We are soon to upgrade digital signage across various museum sites, and my role has been to develop the various software mechanisms to gather and display the data for our prototypes. This is a brief post about how our prototype currently works. As a bit of background our legacy signage is based on flash which, although pretty and robust under certain circumstances, has several limitations making it no longer a valid option.
The software would be used by both museum staff wishing to publish events, and users who need to access information about the timings and locations of events. We also have other uses such as those wishing to display messages from sponsors or front of house staff.
Because we already use the Events Module of the KE EMu Collections Management Software to manage the exhibition object and multimedia workflow, most of the data we wanted to publish to the signs already exists as event records – so we just needed a way to publish this straight from EMu. I developed a PHP API which returns a JSON list of events (title, description, dates, etc.) which can be accessed over Wi-Fi (hopefully!). To make the system more robust we also wanted the data and images to be held locally on the digital signs, so we also needed another way to send and store the data. I adapted the API to also save the events list to a file which could be stored locally on the signs to achieve this. Similarly for the multimedia this also needed to be saved locally in case of the Wi-Fi going down. To make life easier for staff we have commissioned a new tab in EMu specifically for digital signage – this brings together just the fields used to manage and display sign data, but it also means we can harness records that already exist in the system, in keeping with the ‘Create Once, Publish Everywhere’ ethos.
Additionally I also wanted to open up other options for source data to go to the signs, for staff that would not normally have access to our collections database, so I developed an API in Google application script to allow us to manage and publish data using a Google Docs spreadsheet, if needed.
We needed a mechanism to transfer the application and its content over to the signs to be held locally. Our digital team were experimenting with Ubuntu for the sign OS so I built the data loader engine using Linux shell scripts. These scripts would download a zipped version of the software on power up, and unzip the files. This would also allow us to carry out upgrades to fix bugs and improve the design during testing. I decided to use a switch, contained in a settings file which could be used to control whether the whole sign application got updated, or just the images and text to be displayed. This way I can update signs individually for testing new releases. These settings would also control which mode the sign was in – so we can specify landscape vs portrait, or which museum building the sign was in so the branding could be adjusted. This settings file would have to live outside of the main application in order for us to use one app for all signs, and this process would need to be documented in the installation instructions.
So, the update scripts had logic for upgrading, or updating the sign data as well as some failsafe code in case of only a partial download or no internet connection. The various update scripts were controlled by a master script which would be set to run each time the sign was powered on, and this would also start Chrome in full screen kiosk mode with the various parameters for local file access and other bits.

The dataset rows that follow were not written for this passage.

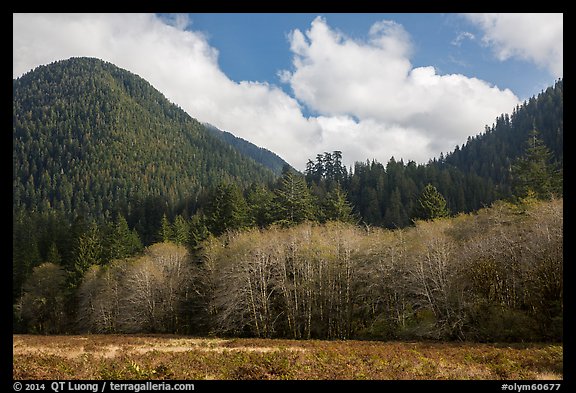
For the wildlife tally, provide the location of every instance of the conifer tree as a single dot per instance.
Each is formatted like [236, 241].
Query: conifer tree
[534, 171]
[430, 204]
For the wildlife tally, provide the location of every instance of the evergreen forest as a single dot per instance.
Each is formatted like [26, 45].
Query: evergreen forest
[130, 216]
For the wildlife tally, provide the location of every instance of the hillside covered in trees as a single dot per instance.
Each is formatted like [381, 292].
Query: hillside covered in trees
[122, 201]
[92, 139]
[474, 175]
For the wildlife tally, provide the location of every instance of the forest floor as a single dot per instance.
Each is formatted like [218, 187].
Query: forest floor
[130, 357]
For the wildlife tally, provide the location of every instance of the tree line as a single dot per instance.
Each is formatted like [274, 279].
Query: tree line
[493, 275]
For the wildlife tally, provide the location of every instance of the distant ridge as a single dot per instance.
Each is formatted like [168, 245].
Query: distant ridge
[261, 155]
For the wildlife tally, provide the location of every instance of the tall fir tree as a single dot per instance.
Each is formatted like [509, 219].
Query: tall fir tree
[430, 204]
[534, 172]
[294, 203]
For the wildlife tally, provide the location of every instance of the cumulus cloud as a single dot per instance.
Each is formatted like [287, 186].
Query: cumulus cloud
[533, 37]
[373, 81]
[366, 98]
[465, 35]
[181, 64]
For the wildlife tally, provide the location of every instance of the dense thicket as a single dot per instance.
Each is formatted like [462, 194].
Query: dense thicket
[129, 216]
[495, 275]
[472, 176]
[92, 139]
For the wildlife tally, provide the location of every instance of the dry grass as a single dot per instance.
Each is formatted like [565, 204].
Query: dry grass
[119, 357]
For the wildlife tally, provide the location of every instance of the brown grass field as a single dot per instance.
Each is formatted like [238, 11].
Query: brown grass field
[155, 357]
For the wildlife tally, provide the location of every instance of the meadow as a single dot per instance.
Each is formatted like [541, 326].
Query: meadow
[164, 357]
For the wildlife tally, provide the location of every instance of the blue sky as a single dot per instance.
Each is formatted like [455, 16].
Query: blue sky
[255, 46]
[371, 85]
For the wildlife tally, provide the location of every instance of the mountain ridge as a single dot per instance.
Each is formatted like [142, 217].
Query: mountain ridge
[91, 138]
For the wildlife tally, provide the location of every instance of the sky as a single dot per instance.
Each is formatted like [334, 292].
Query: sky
[370, 85]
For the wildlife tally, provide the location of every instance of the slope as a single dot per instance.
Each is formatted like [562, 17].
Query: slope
[90, 138]
[259, 154]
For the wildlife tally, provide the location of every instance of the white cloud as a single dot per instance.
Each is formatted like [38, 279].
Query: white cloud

I used Chrome Dev tools to build the front end, working from a design supplied by our in house team. As the signs are pretty large and tall the Chrome screen emulator helped to get the proportions right. We decided not to go with a responsive design because tests had already showed problems with css media queries when connecting to digital screens, also there was not any use cases for small screens, and again our framework makes different designs easy to implement in the same app. The main issue so far with the designs is not knowing how many events records there will be on any one day, and so we don’t yet know if we will have to scroll / rotate the records, or if we will have trouble filling all the slots. For testing though I added some code to beef up the records in case there were not enough to fill each entry. The html was fairly simple – just a table and an image, but this was getting created from the source data using Underscore, a prerequisite of Backbone. The designs also specified images to fade in and out on rotation to represent the events, but not all events would have images, so I used a separate template and Backbone collection for images – this means the system won’t crash if not all events have images, (unlike our legacy flash software).
To work with team digital to refine and test the installation process, and see what our users think.